Although >10,000 human long noncoding RNAs (lncRNAs) have been manually annotated or predicted by
bioinformatics analysis, less than 1% of human lncRNAs have been functionally characterized.
We have recently performed RNA sequencing experiments, and identified RP1X as one of the few
transcripts most dramatically up-regulated in MYCN gene amplified, compared with MYCN non-amplified,
human neuroblastoma cell lines. While RP1X has never been studied in normal biology or any disease, our
Affymetrix microarray, RNA-binding protein pull-down assays and mass spectrometry analysis identified RP1X
target genes and its binding protein. Importantly, knocking down RP1X abolished clonogenic capacity of
neuroblastoma cells in vitro, and led to tumor regression or eradication in neuroblastoma-bearing mice. In a
cohort of 498 neuroblastoma patients, high levels of RP1X, its target gene and its binding protein expression in
tumor tissues correlated with poor prognosis.
Specific Aims. (1) To identify the mechanism through which the novel long noncoding RNA RP1X induces N-
Myc protein stabilization; (2) To identify the role of RP1X in neuroblastoma tumorigenesis in vivo. (3) To
identify approved drugs and small molecule compounds which block RP1X RNA interaction with its binding
protein, and to examine their anticancer efficacy in vitro and in mice.
Outcomes and Significance. This project will demonstrate that (i) the novel long noncoding RNA RP1X
increases N-Myc oncoprotein stability by interacting with its binding protein, (ii) RP1X induces neuroblastoma
tumorigenesis in mice, and (iii) approved drugs and small molecule compounds which block RP1X interaction
with its binding protein will be identified by approved drug and small molecule compound library
AlphaScreening, and their anticancer effects against neuroblastoma in vitro and in vivo will be demonstrated.

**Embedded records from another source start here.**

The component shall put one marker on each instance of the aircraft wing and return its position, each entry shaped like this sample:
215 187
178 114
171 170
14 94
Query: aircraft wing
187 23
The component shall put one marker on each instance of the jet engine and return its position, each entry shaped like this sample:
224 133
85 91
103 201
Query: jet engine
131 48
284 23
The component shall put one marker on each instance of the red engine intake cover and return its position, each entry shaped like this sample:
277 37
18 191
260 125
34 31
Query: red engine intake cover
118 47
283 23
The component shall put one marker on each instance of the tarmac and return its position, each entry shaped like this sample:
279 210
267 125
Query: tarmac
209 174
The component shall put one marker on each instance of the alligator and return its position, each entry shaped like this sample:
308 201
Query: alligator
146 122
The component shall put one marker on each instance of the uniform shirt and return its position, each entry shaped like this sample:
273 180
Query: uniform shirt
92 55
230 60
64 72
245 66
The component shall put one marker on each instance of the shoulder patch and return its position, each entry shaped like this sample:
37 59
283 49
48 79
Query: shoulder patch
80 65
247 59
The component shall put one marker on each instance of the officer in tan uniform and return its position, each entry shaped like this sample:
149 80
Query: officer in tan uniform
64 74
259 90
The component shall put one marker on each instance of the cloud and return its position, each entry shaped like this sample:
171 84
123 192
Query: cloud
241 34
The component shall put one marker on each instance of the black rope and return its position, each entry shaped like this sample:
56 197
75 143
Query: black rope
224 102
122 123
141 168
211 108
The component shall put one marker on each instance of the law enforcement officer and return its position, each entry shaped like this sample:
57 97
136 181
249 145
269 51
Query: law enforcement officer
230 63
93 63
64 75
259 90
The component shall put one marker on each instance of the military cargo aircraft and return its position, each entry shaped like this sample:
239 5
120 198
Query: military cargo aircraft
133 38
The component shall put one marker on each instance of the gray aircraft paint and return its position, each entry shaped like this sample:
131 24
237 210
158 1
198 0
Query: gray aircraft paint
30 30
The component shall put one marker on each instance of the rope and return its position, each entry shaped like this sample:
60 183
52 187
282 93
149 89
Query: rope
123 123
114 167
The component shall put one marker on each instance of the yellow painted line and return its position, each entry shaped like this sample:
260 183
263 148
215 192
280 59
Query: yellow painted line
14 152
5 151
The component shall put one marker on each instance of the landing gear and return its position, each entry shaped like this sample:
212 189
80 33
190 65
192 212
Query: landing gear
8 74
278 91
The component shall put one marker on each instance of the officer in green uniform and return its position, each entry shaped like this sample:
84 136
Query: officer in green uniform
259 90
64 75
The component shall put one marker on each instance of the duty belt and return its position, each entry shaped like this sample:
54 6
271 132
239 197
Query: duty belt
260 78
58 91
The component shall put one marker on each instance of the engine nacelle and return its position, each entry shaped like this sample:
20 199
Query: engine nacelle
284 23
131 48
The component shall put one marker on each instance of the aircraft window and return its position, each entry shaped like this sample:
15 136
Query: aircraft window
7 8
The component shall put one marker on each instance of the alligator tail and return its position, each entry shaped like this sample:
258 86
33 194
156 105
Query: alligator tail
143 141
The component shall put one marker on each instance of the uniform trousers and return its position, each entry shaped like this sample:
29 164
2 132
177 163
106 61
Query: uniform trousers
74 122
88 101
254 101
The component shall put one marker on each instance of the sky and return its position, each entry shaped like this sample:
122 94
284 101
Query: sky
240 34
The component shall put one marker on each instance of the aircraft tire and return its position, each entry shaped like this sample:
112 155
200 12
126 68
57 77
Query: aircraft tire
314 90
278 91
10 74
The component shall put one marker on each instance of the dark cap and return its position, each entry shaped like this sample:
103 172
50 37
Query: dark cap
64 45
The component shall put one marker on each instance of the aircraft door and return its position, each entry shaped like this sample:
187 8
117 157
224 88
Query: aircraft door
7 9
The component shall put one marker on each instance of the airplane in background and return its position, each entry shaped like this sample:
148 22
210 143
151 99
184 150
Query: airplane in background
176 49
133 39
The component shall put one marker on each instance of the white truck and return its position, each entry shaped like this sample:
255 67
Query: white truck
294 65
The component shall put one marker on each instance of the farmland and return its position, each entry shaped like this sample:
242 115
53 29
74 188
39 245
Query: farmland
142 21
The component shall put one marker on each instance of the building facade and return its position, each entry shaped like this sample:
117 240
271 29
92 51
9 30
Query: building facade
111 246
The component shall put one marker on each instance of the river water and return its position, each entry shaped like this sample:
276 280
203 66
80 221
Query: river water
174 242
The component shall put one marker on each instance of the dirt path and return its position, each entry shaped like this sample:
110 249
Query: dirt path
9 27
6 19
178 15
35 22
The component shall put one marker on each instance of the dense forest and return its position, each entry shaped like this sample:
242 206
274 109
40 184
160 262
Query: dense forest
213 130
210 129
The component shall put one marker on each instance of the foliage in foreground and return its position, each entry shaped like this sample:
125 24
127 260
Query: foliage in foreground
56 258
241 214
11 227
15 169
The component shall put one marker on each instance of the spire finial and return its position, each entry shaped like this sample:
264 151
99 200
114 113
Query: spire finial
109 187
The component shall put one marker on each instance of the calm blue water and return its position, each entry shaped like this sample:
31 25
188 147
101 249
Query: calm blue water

Successful completion of this project will provide the first evidence for the role of RP1X in N-Myc protein
stabilization and neuroblastoma tumorigenesis, and identify a novel therapeutic strategy against
neuroblastoma. As aberrant long noncoding RNA expression is a common feature of human cancers, this
project will provide the first example for targeting long noncoding RNAs for cancer therapy by blocking their
interaction with binding proteins with approved drugs and small molecule compounds.